The I/O Performance-HOWTO is copyrighted © 2002, by IBM Corporation
Permission is granted to copy, distribute, and/or modify this document under
the terms of the GNU Free Documentation License, Version 1.1 or any later
version published by the Free Software Foundation with no Invariant Sections,
no Front-Cover text, and no Back-Cover text. A copy of the license can be found
at http://www.gnu.org/licenses/fdl.txt.

2. Introduction

This HOWTO provides information on improving the input/output (I/O) performance
of the Linux operating system for the 2.4 kernel. Additional patches will be
added as they become available.
Please send any comments, or contributions via e-mail to Sharon_Snider.

3. Avoiding Bounce Buffers

This section provides information on applying and using the bounce buffer patch
on the Linux 2.4 kernel. The bounce buffer patch, written by Jens Axboe,
enables device drivers that support direct memory access (DMA) I/O to high-
address physical memory to avoid bounce buffers.
This document provides a brief overview on memory and addressing in the Linux
kernel, followed by information on why and how to make use of the bounce buffer
patch.

3.1. Memory and Addressing in the Linux 2.4 Kernel

The Linux 2.4 kernel includes configuration options for specifying the amount
of physical memory in the target computer.

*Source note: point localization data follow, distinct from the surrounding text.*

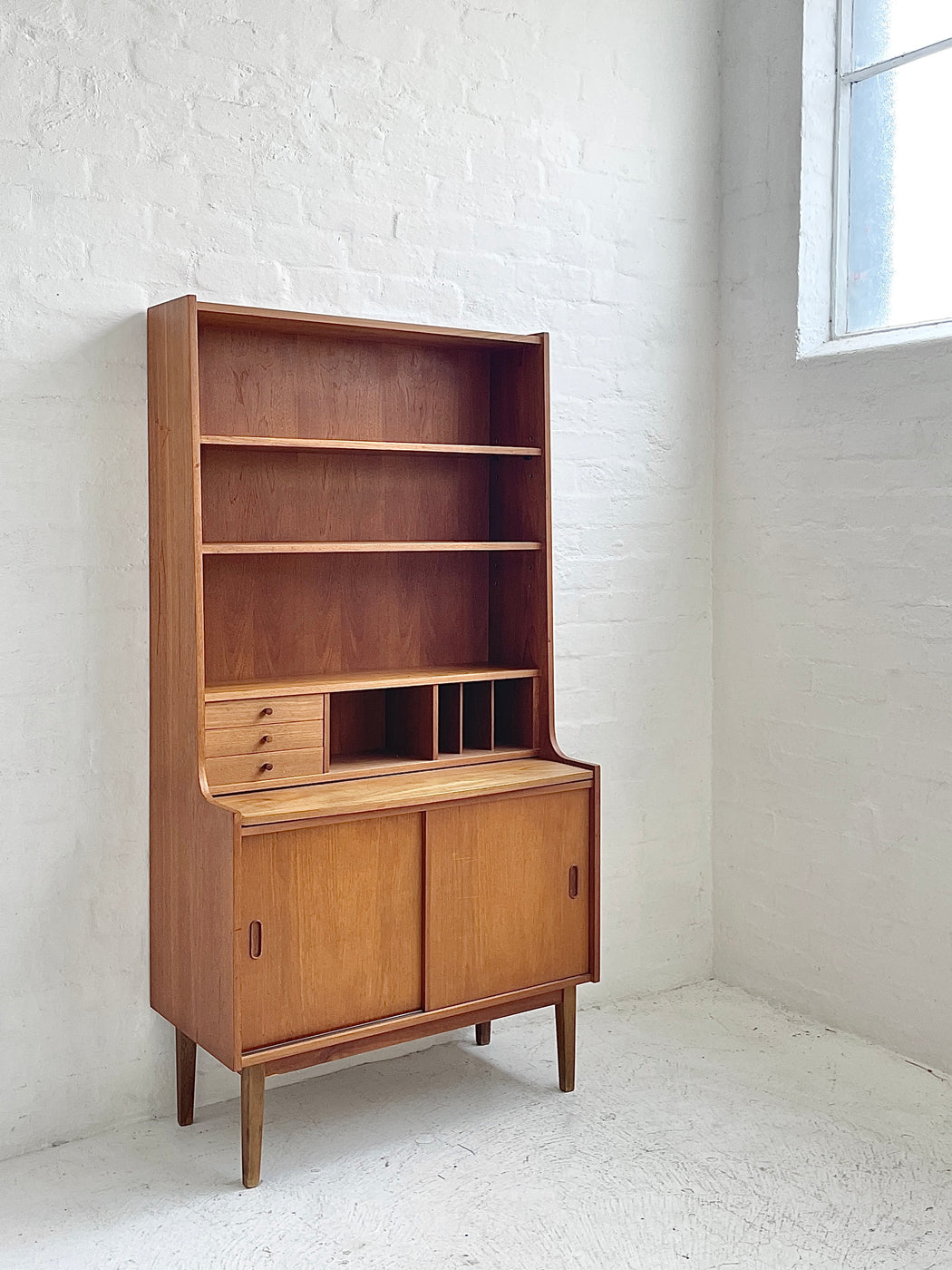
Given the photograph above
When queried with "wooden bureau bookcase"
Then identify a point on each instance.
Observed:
(362, 828)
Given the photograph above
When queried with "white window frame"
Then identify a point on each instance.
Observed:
(824, 188)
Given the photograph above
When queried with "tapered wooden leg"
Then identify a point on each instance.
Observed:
(251, 1123)
(186, 1076)
(565, 1040)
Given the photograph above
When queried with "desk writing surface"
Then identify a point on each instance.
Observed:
(384, 793)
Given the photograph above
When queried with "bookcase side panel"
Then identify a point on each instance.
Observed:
(192, 842)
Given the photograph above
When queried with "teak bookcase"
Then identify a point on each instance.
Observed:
(362, 828)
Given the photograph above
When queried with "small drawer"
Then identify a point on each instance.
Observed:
(264, 738)
(249, 711)
(249, 770)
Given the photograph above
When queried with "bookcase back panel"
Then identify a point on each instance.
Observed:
(267, 384)
(282, 615)
(327, 495)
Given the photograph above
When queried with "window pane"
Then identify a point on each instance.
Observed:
(886, 28)
(900, 197)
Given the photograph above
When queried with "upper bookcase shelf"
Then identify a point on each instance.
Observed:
(355, 545)
(406, 447)
(238, 317)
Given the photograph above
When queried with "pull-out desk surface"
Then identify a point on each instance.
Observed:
(260, 810)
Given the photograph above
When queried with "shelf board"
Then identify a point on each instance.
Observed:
(357, 681)
(353, 327)
(380, 764)
(408, 447)
(355, 546)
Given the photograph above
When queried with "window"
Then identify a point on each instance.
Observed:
(892, 206)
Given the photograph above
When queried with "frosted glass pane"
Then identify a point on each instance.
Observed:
(900, 197)
(886, 28)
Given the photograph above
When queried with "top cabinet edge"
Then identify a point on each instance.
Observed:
(355, 327)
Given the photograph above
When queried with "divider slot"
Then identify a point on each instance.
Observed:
(451, 718)
(478, 715)
(412, 721)
(516, 713)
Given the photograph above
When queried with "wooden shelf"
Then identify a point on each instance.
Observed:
(418, 789)
(353, 327)
(355, 546)
(405, 447)
(348, 766)
(357, 681)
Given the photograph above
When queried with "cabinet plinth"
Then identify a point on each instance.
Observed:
(362, 828)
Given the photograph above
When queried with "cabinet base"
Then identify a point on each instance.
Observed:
(253, 1076)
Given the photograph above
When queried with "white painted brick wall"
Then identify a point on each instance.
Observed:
(833, 618)
(526, 164)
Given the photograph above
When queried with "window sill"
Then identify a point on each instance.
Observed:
(810, 348)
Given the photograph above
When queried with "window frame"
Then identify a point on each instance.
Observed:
(846, 76)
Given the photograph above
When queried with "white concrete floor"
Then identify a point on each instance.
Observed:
(707, 1130)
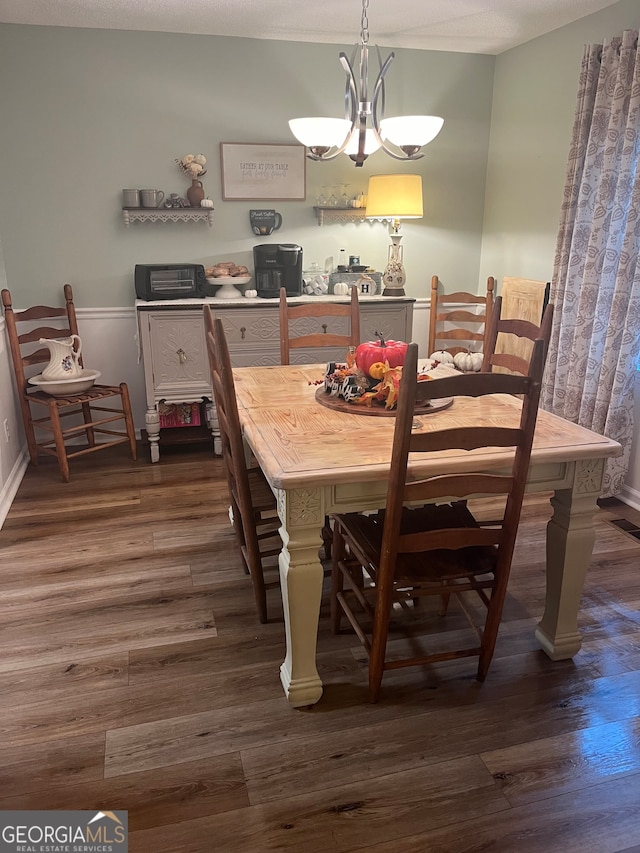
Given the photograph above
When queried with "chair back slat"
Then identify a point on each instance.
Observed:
(445, 312)
(521, 314)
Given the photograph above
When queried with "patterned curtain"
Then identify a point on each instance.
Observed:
(595, 342)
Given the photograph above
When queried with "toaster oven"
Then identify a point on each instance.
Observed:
(169, 281)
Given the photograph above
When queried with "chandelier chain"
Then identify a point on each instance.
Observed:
(364, 26)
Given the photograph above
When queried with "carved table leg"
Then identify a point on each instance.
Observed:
(570, 539)
(301, 577)
(152, 421)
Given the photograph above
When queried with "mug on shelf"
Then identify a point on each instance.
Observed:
(131, 198)
(151, 198)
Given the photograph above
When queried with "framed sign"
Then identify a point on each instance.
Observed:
(262, 172)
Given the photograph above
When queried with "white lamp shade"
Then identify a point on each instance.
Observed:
(394, 197)
(411, 130)
(319, 132)
(371, 144)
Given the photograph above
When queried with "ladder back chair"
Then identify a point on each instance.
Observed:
(510, 340)
(91, 414)
(521, 299)
(253, 504)
(385, 564)
(313, 311)
(446, 315)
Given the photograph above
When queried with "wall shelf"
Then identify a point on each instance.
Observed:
(343, 214)
(339, 214)
(167, 214)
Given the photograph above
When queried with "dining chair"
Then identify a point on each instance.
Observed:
(53, 424)
(306, 314)
(510, 339)
(314, 334)
(253, 504)
(385, 564)
(446, 316)
(521, 299)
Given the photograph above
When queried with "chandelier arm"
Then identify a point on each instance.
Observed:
(404, 156)
(351, 91)
(378, 92)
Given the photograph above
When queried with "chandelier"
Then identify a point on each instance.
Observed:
(401, 137)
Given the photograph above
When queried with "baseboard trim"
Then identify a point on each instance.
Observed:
(12, 484)
(630, 496)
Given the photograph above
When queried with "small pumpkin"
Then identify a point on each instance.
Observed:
(468, 362)
(380, 351)
(442, 356)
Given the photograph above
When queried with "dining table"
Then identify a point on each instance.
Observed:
(321, 457)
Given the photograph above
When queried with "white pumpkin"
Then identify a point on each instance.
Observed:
(468, 362)
(442, 356)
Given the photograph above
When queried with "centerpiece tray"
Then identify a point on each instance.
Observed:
(338, 404)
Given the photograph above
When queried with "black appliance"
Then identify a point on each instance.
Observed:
(278, 265)
(170, 281)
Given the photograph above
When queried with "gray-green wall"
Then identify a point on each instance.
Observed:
(85, 113)
(533, 109)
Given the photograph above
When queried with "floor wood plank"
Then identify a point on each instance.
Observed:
(134, 675)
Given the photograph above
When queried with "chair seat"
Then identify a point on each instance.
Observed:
(262, 498)
(96, 392)
(365, 533)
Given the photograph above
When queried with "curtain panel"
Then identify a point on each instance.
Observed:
(595, 341)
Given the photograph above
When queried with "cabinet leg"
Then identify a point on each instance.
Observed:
(152, 421)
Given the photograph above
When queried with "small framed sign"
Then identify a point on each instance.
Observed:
(263, 172)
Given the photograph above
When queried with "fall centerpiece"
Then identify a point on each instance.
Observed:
(371, 374)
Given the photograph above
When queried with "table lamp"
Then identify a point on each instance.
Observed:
(394, 197)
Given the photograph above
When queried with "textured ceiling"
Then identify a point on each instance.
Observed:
(466, 26)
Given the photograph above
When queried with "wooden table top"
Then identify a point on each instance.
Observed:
(300, 443)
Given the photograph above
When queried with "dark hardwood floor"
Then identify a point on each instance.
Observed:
(135, 675)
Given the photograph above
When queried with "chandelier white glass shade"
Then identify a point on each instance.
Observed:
(401, 137)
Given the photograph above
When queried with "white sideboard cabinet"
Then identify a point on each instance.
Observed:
(173, 348)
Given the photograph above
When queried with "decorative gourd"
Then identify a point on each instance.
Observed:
(468, 362)
(442, 356)
(391, 352)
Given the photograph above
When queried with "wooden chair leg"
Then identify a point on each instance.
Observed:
(29, 431)
(338, 553)
(61, 450)
(89, 432)
(379, 641)
(128, 418)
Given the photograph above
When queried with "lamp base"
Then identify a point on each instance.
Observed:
(394, 276)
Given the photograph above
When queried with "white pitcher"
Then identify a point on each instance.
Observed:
(64, 359)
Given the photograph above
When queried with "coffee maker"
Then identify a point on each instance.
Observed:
(278, 265)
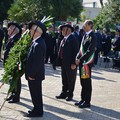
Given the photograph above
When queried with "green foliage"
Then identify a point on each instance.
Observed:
(15, 64)
(109, 15)
(26, 10)
(4, 7)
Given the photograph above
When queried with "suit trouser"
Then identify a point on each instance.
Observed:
(17, 90)
(68, 81)
(35, 87)
(86, 87)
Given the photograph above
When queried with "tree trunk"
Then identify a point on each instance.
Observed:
(101, 2)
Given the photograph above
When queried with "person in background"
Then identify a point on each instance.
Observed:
(98, 46)
(84, 59)
(67, 53)
(1, 40)
(14, 33)
(35, 68)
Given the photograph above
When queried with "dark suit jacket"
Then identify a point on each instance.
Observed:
(9, 44)
(116, 44)
(35, 60)
(89, 48)
(70, 50)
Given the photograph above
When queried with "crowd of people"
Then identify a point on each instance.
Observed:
(65, 46)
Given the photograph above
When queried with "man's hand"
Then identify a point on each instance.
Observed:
(31, 78)
(73, 66)
(77, 61)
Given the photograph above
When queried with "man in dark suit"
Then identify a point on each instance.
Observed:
(67, 53)
(14, 33)
(35, 69)
(85, 60)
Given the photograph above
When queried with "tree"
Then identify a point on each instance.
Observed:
(62, 9)
(101, 2)
(109, 15)
(26, 10)
(4, 6)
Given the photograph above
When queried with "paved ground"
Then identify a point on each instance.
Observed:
(105, 98)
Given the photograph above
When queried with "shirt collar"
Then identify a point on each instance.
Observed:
(88, 32)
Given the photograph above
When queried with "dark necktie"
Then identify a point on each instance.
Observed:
(61, 48)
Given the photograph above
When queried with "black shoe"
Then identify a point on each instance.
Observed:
(62, 96)
(29, 111)
(84, 105)
(79, 103)
(10, 98)
(69, 98)
(31, 114)
(14, 101)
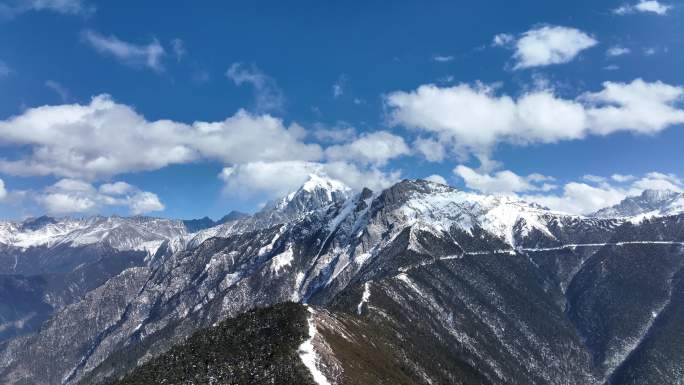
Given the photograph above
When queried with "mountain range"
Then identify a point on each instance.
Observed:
(419, 283)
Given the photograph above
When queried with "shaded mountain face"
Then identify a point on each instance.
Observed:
(649, 203)
(48, 263)
(258, 347)
(416, 284)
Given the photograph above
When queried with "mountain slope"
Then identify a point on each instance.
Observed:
(258, 347)
(439, 285)
(651, 203)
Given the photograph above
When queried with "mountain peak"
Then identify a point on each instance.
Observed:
(322, 181)
(650, 202)
(654, 195)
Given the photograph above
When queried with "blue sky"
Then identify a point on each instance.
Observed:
(571, 104)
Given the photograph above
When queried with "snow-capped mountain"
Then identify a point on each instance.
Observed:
(651, 203)
(121, 233)
(317, 193)
(435, 284)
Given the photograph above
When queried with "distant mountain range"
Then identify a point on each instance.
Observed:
(416, 284)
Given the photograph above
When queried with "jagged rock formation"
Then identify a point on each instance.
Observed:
(650, 203)
(416, 284)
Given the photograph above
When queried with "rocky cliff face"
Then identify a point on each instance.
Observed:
(430, 284)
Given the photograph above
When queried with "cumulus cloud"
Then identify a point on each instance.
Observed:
(617, 51)
(503, 182)
(59, 89)
(139, 55)
(72, 196)
(105, 138)
(576, 197)
(376, 148)
(437, 179)
(432, 150)
(546, 45)
(648, 6)
(341, 132)
(580, 198)
(474, 119)
(339, 86)
(503, 40)
(267, 95)
(620, 178)
(442, 58)
(276, 179)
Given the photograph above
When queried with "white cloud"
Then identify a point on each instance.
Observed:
(105, 138)
(339, 86)
(145, 202)
(59, 89)
(547, 45)
(502, 182)
(583, 198)
(442, 58)
(503, 40)
(595, 193)
(622, 178)
(267, 95)
(648, 6)
(341, 132)
(116, 188)
(140, 55)
(659, 181)
(376, 148)
(617, 51)
(580, 198)
(72, 196)
(432, 150)
(437, 179)
(68, 7)
(276, 179)
(474, 119)
(3, 190)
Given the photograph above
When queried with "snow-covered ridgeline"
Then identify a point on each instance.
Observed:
(122, 233)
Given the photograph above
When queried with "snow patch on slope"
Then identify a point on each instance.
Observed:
(308, 354)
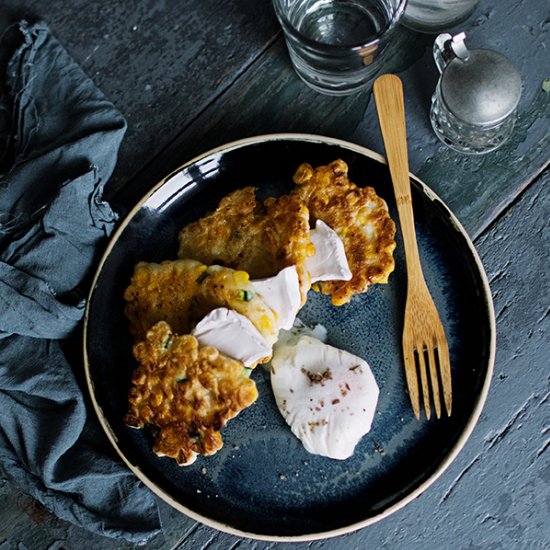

By default, the configuration is
limited to the amount of memory that can be directly mapped into the kernel's
virtual address space starting at PAGE_OFFSET. On i386 systems the default
mapping scheme limits kernel-mode addressability to the first gigabyte (GB) of
physical memory, also known as low memory. Conversely, high memory is normally
the memory above 1 GB. High memory is not directly accessible or permanently
mapped by the kernel. Support for high memory is an option that is enabled
during configuration_of_the_Linux_kernel.

3.2. The Problem with Bounce Buffers

When DMA I/O is performed to or from high memory, an area is allocated in low
memory known as a bounce buffer. When data travels between a device and high
memory, it is first copied through the bounce buffer.
Systems with a large amount of high memory and intense I/O activity can create
a large number of bounce buffers that can cause memory shortage problems. In
addition, the excessive number of bounce buffer data copies can lead to
performance degradation.
Peripheral component interface (PCI) devices normally address up to 4 GB of
physical memory. When a bounce buffer is used for high memory that is below 4
GB, time and memory are wasted because the peripheral has the ability to
address that memory directly. Using the bounce buffer patch can decrease, and
possibly eliminate, the use of bounce buffers.

3.3. Locating the Patch

The latest version of the bounce buffer patch is block-highmem-all-18b.bz2, and
it is available from Andrea Arcangeli's -aa series kernels at http://
kernel.org/pub/linux/kernel/people/andrea/kernels/v2.4/.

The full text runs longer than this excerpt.